So here they need to find a community of people who seek to live that relationship with the Jesus of the Gospels which Francis found. One of his abiding legacies is devotion to the humanity of Jesus – seen in the gospels and especially in the incarnation and the passion.  He invented the Christmas Crib – not with inanimate figures of Mary and Joseph, shepherds and wise men, gathered around the infant Jesus, but a tableau of living people from the local community. So, we who belong to this church are to be drawn into that living tableau in our relationship with Jesus, one which will also take us to the foot of the cross; a nativity play which becomes a passion play.  Francis’ devotion to his crucified Lord would culminate in his receiving the stigmata – the wounds of the cross in his body. A renewed church will be a cross-shaped one. It will bear the marks of the cross. We cannot dictate in advance what that cross will be. 

The life of Francis was marked by poverty and suffering, but it was also notable for its joy; his delight in creation for example. A community which takes seriously the humanity of Jesus will be one of joy and celebration; not of a dour puritanism.  It will be one in which our humanity will be enabled to flourish in fellowship with others.  But for such companionship, such friendship to enrich our humanity, it must be positive and encouraging rather than a negative collusion in complaint and criticism like those who complained of Jesus acceptance of Zacchaeus. 

At the heart of Francis’s conversion and call was his encounter with the poor and marginalized; represented by the leper he embraced.  One unlooked-for challenge we have been facing here over the last few years has been the presence of homeless people seeking shelter. There is nothing romantic about this. There are times when it can be tiresome or worse – the odour of sanctity in this church these days is very definitely not  as one clerical wag described it, eau de cologne.  We get through a lot of air freshener as well as incense.

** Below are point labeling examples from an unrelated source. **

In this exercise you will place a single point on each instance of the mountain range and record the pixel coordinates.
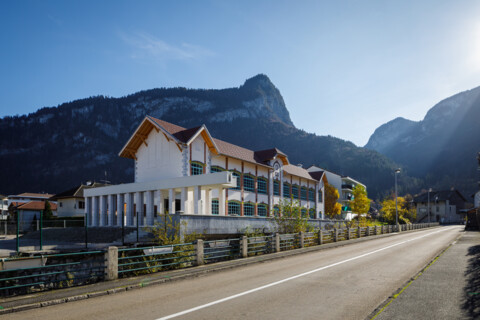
(56, 148)
(441, 149)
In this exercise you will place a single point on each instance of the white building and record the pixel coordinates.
(189, 171)
(71, 203)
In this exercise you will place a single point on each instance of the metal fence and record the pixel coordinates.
(23, 275)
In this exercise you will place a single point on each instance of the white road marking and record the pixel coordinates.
(292, 278)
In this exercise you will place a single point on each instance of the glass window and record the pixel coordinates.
(303, 193)
(237, 175)
(262, 210)
(262, 185)
(214, 169)
(196, 168)
(295, 192)
(286, 189)
(233, 208)
(276, 211)
(248, 209)
(248, 183)
(304, 212)
(215, 206)
(276, 188)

These are people in whom Jesus invites himself into our home, as he did with Zacchaeus.  If the evidence of our visitor’s book and other comments is anything to go by, then this unlooked-for ministry, which was no part of any Mission Action Planning, is seen by others as a mark of the authenticity of our faith and witness. 

Talk of poverty leads us to think about money, Francis and his followers, were known as “Mendicants” – that is “beggars.”  They would rely for their sustenance not on endowments but on the day-to-day generosity of those among whom they lived and ministered.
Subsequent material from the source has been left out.